Dunque, «se perdiamo la memoria di Dio, anche noi stessi perdiamo consistenza, anche noi ci svuotiamo, perdiamo il nostro volto come il ricco del Vangelo! Chi corre dietro al nulla diventa lui stesso nullità». Noi «siamo fatti a immagine e somiglianza di Dio, non a immagine e somiglianza delle cose, degli idoli!». E qui s'inserisce il discorso sul catechista, che è «colui che custodisce e alimenta la memoria di Dio; la custodisce in se stesso e la sa risvegliare negli altri». Francesco ha indicato come modello a cui ispirarsi Maria che, dopo aver accolto l'annuncio dell'Angelo, «non pensa all'onore, al prestigio», ma parte per aiutare la cugina Elisabetta e levando il suo Magnificat fa «memoria dell'agire di Dio» avvenuto nella sua vita. Ed è così «per ogni cristiano: la fede contiene proprio la memoria della storia di Dio con noi, la memoria dell'incontro con Dio che si muove per primo, che crea e salva, che ci trasforma; la fede è memoria della sua Parola che scalda il cuore, delle sue azioni di salvezza con cui ci dona vita, ci purifica, ci cura, ci nutre».

Il catechista è proprio «un cristiano che mette questa memoria al servizio dell'annuncio; non per farsi vedere, non per parlare di sé, ma per parlare di Dio, del suo amore, della sua fedeltà.
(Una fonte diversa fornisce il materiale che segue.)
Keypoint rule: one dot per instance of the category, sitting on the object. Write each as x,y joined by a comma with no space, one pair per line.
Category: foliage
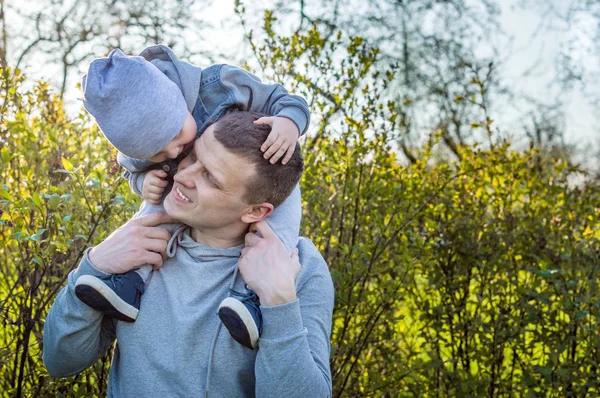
470,278
59,194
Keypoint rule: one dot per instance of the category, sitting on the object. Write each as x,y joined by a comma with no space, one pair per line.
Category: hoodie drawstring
214,343
171,246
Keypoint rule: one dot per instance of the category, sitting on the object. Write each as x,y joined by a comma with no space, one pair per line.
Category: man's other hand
134,244
267,267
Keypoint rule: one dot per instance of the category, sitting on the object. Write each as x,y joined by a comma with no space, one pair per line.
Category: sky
528,51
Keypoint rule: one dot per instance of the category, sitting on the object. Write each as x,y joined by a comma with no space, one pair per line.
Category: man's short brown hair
272,183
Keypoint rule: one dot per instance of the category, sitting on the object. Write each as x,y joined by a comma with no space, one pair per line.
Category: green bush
60,194
477,277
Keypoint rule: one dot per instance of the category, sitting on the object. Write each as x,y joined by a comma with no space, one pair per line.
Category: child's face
178,143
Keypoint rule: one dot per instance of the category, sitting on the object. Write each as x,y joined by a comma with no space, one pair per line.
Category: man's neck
221,239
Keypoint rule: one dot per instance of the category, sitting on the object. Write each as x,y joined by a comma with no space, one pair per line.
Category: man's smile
181,196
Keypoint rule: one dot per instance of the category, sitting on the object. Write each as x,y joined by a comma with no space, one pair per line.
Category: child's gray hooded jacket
211,93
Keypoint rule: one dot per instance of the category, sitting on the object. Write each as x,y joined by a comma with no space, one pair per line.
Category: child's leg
240,313
144,272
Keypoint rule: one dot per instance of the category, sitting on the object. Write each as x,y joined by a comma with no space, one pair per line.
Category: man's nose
185,172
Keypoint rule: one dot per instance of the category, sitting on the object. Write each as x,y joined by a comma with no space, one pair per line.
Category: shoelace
117,279
248,297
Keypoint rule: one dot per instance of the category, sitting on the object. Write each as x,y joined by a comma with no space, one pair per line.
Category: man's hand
267,267
281,140
134,244
154,185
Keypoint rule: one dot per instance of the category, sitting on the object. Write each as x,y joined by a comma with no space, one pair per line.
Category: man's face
209,186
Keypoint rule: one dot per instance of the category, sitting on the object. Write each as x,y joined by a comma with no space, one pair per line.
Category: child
151,108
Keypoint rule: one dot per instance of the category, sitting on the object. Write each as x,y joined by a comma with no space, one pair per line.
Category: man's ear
257,213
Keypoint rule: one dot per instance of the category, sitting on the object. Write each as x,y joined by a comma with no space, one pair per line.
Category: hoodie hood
184,74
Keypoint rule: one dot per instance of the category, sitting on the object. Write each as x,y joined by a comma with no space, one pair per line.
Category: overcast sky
529,51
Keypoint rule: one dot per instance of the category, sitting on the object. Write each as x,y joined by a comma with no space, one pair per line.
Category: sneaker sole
241,324
96,294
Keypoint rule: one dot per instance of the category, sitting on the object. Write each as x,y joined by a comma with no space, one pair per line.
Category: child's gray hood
184,74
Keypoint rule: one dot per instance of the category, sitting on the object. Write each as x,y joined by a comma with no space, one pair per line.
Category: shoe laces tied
247,297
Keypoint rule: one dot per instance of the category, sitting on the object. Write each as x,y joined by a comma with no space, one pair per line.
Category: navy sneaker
117,295
242,317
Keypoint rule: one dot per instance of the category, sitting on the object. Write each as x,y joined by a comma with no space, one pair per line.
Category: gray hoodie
177,346
209,94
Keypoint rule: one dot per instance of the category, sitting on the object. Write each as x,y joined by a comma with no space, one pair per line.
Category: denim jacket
220,89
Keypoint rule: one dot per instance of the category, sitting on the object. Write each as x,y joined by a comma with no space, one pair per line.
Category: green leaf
67,165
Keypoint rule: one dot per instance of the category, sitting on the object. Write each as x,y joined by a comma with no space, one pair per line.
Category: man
177,346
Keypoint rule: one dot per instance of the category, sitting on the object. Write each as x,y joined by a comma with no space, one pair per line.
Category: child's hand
154,185
281,140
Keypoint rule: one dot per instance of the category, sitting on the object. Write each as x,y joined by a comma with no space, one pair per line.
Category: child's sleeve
272,99
135,171
285,220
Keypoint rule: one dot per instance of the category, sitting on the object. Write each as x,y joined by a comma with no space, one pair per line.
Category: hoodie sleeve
135,171
75,335
251,95
294,348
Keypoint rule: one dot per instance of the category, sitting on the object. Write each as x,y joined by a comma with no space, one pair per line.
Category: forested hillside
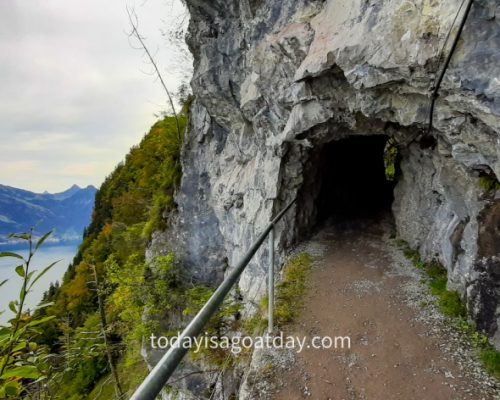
97,310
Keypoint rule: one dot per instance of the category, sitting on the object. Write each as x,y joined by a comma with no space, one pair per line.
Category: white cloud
74,96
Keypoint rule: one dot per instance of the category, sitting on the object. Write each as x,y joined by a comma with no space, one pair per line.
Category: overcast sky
74,95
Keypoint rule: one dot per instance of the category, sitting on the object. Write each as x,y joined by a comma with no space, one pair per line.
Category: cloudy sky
74,94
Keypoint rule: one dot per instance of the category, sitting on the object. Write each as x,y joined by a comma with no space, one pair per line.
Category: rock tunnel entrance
354,179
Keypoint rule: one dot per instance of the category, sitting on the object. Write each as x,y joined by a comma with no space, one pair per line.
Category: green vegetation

Parlare e trasmettere tutto quello che Dio ha rivelato, cioè la dottrina nella sua totalità, senza tagliare né aggiungere». Il catechista, ha osservato il Papa, «allora è un cristiano che porta in sé la memoria di Dio, si lascia guidare dalla memoria di Dio in tutta la sua vita, e la sa risvegliare nel cuore degli altri». Certo «è impegnativo questo! Impegna tutta la vita!». Lo stesso Catechismo che cos'è «se non memoria di Dio, memoria della sua azione nella storia, del suo essersi fatto vicino a noi in Cristo, presente nella sua Parola, nei Sacramenti, nella sua Chiesa, nel suo amore?». Di qui la domanda ai catechisti: «Siamo veramente come sentinelle che risvegliano negli altri la memoria di Dio?». E ancora: «Quale strada percorrere per non essere persone ‘spensierate', che pongono la loro sicurezza in se stessi e nelle cose, ma uomini e donne della memoria di Dio?».

Prendendo spunto dalle indicazioni di san Paolo a Timoteo, il Pontefice ha dato delle piste: «Tendere alla giustizia, alla pietà, alla fede, alla carità, alla pazienza, alla mitezza». Il catechista è «uomo della memoria di Dio se ha un costante, vitale rapporto con Lui e con il prossimo; se è uomo di fede, che si fida veramente di Dio e pone in Lui la sua sicurezza; se è uomo di carità, di amore, che vede tutti come fratelli; se è uomo di ‘hypomone', di pazienza, di perseveranza, che sa affrontare le difficoltà, le prove, gli insuccessi, con serenità e speranza nel Signore; se è uomo mite, capace di comprensione e di misericordia».